Note that some forms do not have a designated location for an assessment of the pupils. The nomenclature of PERRLA and APD are still used, but will require you to look at the entire form. Additional abbreviations, acronyms and terms that would indicate possible diabetic retinopathy or macular edema are listed below.
NVD – neovascularization of the disc (creation of new blood vessels)
NVE – neovascularization of the retina elsewhere (outside the disc)

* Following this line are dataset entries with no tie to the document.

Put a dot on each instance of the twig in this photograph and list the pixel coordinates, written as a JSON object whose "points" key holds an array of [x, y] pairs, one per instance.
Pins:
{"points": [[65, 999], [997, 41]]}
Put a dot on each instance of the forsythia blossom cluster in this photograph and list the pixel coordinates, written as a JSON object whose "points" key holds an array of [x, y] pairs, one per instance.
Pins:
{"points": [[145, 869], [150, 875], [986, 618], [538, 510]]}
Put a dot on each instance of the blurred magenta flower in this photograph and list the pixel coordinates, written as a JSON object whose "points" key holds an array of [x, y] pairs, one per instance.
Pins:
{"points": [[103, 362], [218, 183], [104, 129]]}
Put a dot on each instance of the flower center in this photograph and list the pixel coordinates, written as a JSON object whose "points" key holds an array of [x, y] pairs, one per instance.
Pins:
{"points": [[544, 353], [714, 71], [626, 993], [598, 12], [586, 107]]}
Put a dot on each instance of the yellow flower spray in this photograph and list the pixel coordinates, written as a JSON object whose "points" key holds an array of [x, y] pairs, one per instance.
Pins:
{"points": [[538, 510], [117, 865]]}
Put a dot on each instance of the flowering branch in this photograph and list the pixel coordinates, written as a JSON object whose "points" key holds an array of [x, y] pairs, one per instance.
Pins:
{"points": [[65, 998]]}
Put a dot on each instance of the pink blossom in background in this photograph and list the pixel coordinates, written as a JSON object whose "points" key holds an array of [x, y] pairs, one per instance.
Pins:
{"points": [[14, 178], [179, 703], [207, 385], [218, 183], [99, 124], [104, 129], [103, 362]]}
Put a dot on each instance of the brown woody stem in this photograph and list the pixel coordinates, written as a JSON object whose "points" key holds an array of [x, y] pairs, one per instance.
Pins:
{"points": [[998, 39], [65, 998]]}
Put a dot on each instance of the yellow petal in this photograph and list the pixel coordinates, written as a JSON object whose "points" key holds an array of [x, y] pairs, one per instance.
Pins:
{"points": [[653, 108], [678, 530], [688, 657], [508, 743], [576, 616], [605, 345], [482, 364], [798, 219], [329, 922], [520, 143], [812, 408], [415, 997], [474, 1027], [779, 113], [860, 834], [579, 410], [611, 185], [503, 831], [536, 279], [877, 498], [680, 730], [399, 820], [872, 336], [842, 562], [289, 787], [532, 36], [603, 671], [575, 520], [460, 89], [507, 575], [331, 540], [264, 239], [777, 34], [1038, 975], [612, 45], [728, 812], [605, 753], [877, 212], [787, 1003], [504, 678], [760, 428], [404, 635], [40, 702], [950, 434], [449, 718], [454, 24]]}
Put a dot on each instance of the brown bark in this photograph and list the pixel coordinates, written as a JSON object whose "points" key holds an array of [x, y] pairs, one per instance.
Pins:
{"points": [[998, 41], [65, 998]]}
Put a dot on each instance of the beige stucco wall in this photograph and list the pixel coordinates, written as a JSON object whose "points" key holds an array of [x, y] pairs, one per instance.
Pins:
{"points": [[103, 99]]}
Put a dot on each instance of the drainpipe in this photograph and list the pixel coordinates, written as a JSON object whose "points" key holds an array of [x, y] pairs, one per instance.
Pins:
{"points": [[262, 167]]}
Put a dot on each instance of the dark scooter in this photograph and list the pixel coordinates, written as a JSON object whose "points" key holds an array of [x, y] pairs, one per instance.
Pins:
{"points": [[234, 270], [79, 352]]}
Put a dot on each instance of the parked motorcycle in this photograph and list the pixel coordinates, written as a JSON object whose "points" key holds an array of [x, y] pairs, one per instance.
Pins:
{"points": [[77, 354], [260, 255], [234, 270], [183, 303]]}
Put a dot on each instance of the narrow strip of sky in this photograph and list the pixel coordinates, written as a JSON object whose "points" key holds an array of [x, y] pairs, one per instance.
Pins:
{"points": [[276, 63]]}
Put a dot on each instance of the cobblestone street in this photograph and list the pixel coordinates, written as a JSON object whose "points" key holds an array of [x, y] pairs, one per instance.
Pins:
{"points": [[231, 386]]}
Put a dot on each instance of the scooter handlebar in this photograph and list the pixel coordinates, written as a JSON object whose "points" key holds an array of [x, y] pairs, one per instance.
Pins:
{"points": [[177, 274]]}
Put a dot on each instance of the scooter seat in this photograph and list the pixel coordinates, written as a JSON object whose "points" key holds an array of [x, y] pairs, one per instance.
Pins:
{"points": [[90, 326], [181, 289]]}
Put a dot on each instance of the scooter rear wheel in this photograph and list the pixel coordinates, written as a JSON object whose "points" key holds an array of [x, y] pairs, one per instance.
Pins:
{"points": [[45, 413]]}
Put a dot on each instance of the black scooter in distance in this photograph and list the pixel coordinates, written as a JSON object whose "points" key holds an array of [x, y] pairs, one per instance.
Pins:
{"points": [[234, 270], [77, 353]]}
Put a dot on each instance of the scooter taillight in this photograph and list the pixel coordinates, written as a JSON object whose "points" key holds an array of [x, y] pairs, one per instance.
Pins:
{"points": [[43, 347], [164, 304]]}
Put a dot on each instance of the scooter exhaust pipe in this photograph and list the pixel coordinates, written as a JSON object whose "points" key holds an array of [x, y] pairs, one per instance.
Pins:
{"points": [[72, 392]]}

PPDR – pre-proliferative diabetic retinopathy
BDR – background diabetic retinopathy
4. Additional comments/notes
Please use this area for any additional notes that you might want to make for yourself, or questions that need to be raised for a re-review. This can be filled at any time during the chart review.
5. Review Completed
This is an optional field that you may use to mark this chart review as completed when you feel you have reviewed all of the relevant information in the medical record. This does not need to be filled in if you choose to use some other mechanism (i.e. special folder for completed review forms) to manage the review.